DECAY-ACCELERATING FACTOR 1 DEFICIENCY EXACERBATE Trypanosoma cruzi-INDUCED MURINE CHRONIC MYOSITIS

SOLANA ME, FERRER MF; NOVOA MM; WEN-CHAO S; GOMEZ RM

MUSCLE & NERVE

JOHN WILEY & SONS INC

Lugar: New York; Año: 2012 vol. 46 p. 582 - 587

0148-639X

ABSTRACT: Introduction: Murine infection with Trypanosoma cruzi (Tc) has been used to study the role of T-cells in the pathogenesis of human inflammatory idiopathic myositis. Absence of decay-accelerating factor 1 (Daf1) has been shown to enhance murine T-cell responses and autoimmunity. Methods: To determine whether Daf1 deficiency can exacerbate Tc induced myositis, C57BL/6 DAF +/+ and DAF -/- mice were inoculated with 5x10exp4 trypomastigotes, and their morbidity, parasitemia, parasite burden, histopathology, and T-cell expansion were studied in the acute and chronic stages.
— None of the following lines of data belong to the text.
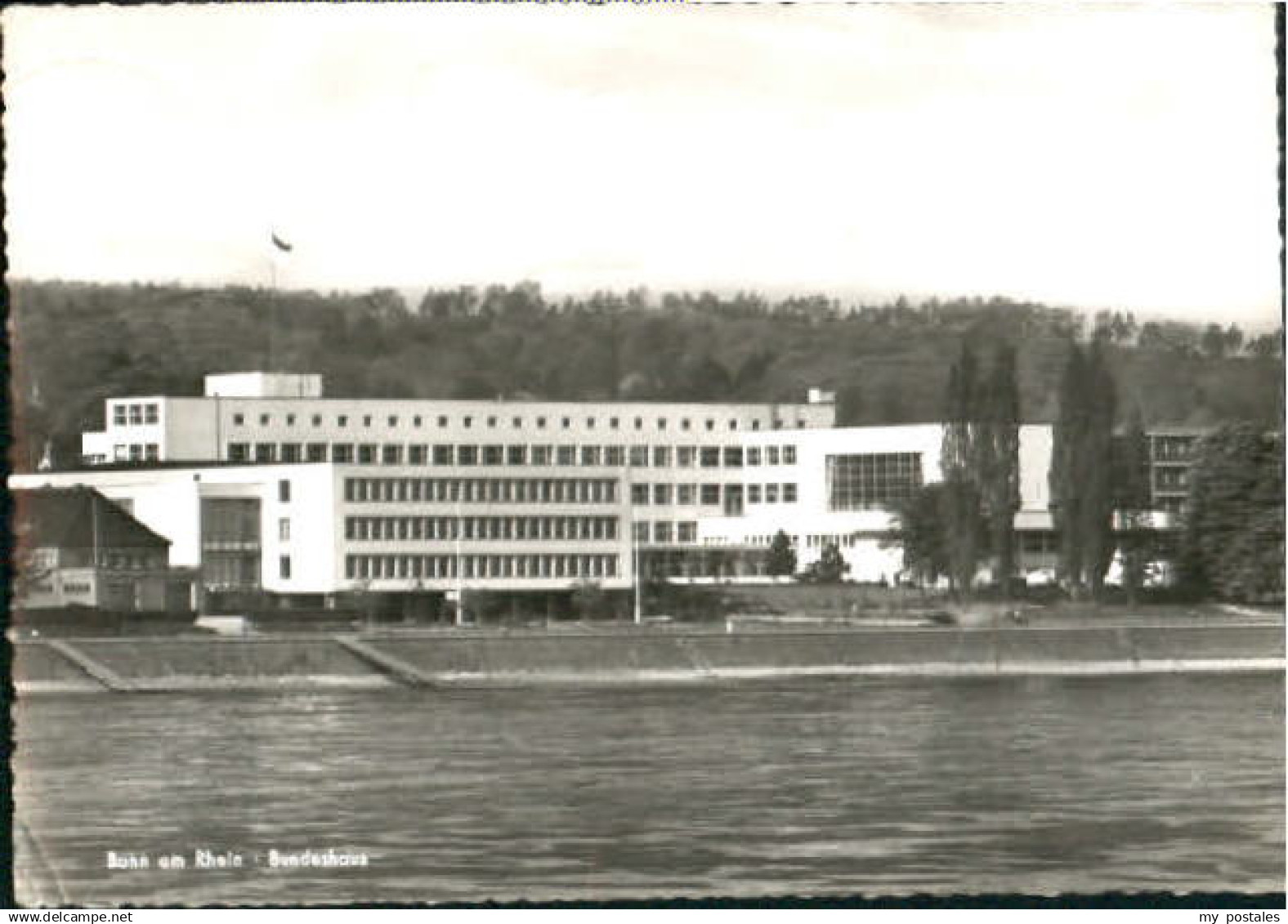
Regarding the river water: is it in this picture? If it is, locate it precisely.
[13,673,1284,904]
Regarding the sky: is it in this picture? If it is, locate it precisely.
[2,2,1281,326]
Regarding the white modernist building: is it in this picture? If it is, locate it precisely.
[698,423,1051,583]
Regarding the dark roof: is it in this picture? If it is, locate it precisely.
[11,486,170,548]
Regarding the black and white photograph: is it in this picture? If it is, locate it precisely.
[0,2,1286,924]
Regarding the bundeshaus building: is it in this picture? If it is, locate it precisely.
[11,372,1184,606]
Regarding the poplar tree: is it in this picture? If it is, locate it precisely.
[1082,340,1118,597]
[939,341,986,595]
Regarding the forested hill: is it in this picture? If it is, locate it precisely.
[11,280,1283,465]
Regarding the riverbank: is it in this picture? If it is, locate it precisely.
[13,622,1286,695]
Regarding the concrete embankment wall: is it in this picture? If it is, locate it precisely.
[14,626,1284,692]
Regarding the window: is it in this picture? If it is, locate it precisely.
[825,453,921,510]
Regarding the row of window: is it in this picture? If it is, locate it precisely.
[344,516,617,542]
[230,404,805,432]
[112,403,159,426]
[228,443,796,468]
[344,477,617,503]
[344,555,619,580]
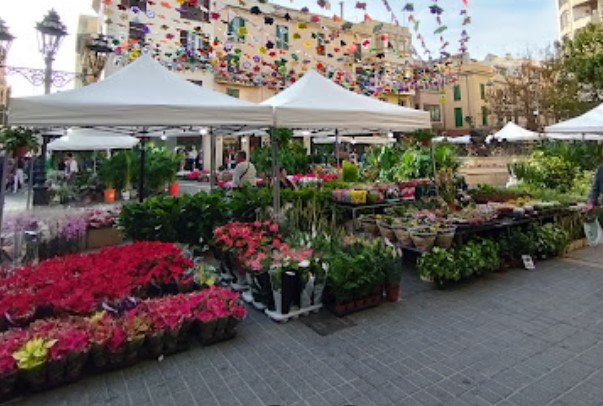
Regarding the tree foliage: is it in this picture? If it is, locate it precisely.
[251,128,310,174]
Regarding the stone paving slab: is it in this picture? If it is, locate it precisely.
[3,248,603,406]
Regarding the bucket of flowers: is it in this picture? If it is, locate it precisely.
[13,338,56,390]
[0,330,25,400]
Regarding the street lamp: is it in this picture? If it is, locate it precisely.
[33,10,67,206]
[36,10,67,94]
[0,18,15,64]
[0,18,15,238]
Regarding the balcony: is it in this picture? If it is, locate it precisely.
[572,14,601,32]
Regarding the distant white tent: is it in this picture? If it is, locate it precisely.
[261,70,431,131]
[431,135,471,144]
[494,121,543,142]
[546,133,603,141]
[293,129,379,138]
[544,104,603,133]
[8,55,272,127]
[48,128,138,151]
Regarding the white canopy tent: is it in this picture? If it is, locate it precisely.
[544,104,603,133]
[312,136,396,145]
[261,70,431,131]
[8,55,272,211]
[8,55,272,127]
[493,121,543,142]
[261,70,431,216]
[48,128,139,151]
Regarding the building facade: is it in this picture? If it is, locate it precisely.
[554,0,603,40]
[85,0,424,165]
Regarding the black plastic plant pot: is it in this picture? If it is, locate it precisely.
[255,272,275,310]
[282,271,300,314]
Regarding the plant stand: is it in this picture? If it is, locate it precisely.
[86,227,124,249]
[264,303,322,323]
[241,290,266,310]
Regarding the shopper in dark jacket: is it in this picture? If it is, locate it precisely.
[587,165,603,210]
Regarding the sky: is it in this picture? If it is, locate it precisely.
[0,0,558,96]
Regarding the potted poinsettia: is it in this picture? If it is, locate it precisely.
[13,338,56,390]
[122,309,151,364]
[0,330,25,399]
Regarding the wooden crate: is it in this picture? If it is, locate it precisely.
[86,227,124,250]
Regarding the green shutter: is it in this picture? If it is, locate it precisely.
[276,25,289,50]
[454,85,461,101]
[454,107,463,127]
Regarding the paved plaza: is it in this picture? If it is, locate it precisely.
[3,249,603,406]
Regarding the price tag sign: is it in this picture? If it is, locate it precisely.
[521,255,536,270]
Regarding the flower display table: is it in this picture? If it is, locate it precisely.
[86,227,124,250]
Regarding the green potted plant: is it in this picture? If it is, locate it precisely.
[98,157,116,203]
[382,248,402,302]
[0,127,40,158]
[121,151,132,200]
[13,338,56,389]
[377,216,396,242]
[417,247,461,288]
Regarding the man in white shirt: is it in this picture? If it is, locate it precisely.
[65,152,79,176]
[232,151,256,188]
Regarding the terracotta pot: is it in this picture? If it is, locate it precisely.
[170,183,180,197]
[15,146,27,158]
[105,189,115,203]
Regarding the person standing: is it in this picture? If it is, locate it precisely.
[232,151,257,188]
[586,165,603,211]
[13,158,25,193]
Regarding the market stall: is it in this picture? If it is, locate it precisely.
[493,121,544,142]
[261,70,431,213]
[8,55,273,203]
[48,128,140,151]
[544,104,603,134]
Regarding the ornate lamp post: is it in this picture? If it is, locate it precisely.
[0,18,15,239]
[33,10,67,206]
[82,34,113,85]
[36,10,67,94]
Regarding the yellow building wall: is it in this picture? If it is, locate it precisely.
[443,63,494,133]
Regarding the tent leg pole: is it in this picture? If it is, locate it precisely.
[25,158,34,210]
[138,137,147,203]
[335,128,339,167]
[270,127,281,221]
[209,128,216,192]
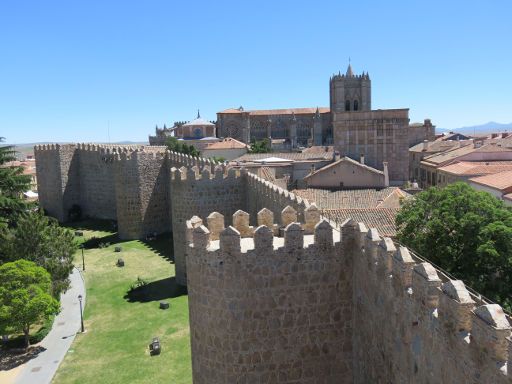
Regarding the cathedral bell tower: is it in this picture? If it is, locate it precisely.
[329,63,372,113]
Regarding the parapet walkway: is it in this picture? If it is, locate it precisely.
[14,268,85,384]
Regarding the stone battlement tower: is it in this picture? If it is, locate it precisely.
[329,64,372,113]
[186,210,512,384]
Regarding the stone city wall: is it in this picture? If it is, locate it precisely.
[34,143,220,239]
[245,173,311,224]
[34,144,80,222]
[170,166,247,285]
[187,212,353,384]
[75,144,117,220]
[352,225,512,384]
[187,210,512,384]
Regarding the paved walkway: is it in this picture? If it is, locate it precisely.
[15,268,85,384]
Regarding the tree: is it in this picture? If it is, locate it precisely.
[0,137,30,227]
[396,183,512,309]
[5,212,77,298]
[165,136,200,157]
[249,139,272,153]
[0,260,59,348]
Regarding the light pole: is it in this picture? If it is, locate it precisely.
[81,244,85,272]
[78,295,85,333]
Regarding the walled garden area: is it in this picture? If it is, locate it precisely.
[53,222,192,384]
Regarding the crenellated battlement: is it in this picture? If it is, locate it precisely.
[185,212,512,384]
[34,143,220,167]
[171,161,238,184]
[354,226,512,383]
[186,205,324,257]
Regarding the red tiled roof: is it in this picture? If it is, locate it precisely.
[439,161,512,176]
[302,145,334,153]
[206,137,247,149]
[234,152,333,162]
[321,208,399,237]
[292,187,409,209]
[469,171,512,194]
[218,107,331,116]
[304,156,384,180]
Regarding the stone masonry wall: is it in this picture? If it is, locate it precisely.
[34,144,80,222]
[247,173,311,225]
[170,166,247,285]
[77,145,117,220]
[346,220,512,384]
[187,210,512,384]
[35,143,216,239]
[187,210,352,384]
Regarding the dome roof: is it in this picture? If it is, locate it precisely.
[183,117,215,127]
[183,109,215,127]
[345,63,354,77]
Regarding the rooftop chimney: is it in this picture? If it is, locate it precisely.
[382,161,389,187]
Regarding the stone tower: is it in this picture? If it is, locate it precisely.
[329,64,372,113]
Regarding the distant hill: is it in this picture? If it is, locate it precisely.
[0,141,149,155]
[436,121,512,135]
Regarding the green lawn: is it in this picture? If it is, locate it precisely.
[53,223,192,384]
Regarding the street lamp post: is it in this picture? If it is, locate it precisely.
[81,244,85,272]
[78,295,85,333]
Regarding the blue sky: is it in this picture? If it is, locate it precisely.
[0,0,512,143]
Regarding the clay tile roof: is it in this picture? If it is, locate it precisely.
[302,145,334,153]
[409,140,473,152]
[292,187,410,209]
[206,137,247,149]
[439,161,512,176]
[218,107,331,116]
[304,156,384,180]
[422,145,475,165]
[234,152,332,162]
[217,108,245,113]
[183,117,215,127]
[321,208,399,237]
[469,171,512,194]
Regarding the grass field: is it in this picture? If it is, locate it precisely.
[53,223,192,384]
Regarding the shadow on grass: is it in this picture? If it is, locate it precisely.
[0,346,46,371]
[63,219,117,232]
[141,233,174,263]
[124,276,187,303]
[82,233,130,249]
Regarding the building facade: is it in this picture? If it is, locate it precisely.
[217,65,435,184]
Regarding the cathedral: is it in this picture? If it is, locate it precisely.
[216,64,435,184]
Results:DAF mice had lower parasitemia and parasite burden but higher morbidity, muscle histopathology, and increased number of CD44+ (activated/memory phenotype) splenic CD4 T-cells. Conclusions: An enhanced CD8+ T-cell immune-specific response may explain the lower parasitemia and parasite burden levels and the increase in histopathological lesions. We propose that Tc-inoculated DAF-/- mice are a useful model to study T-cell mediated immunity in skeletal muscle tissues.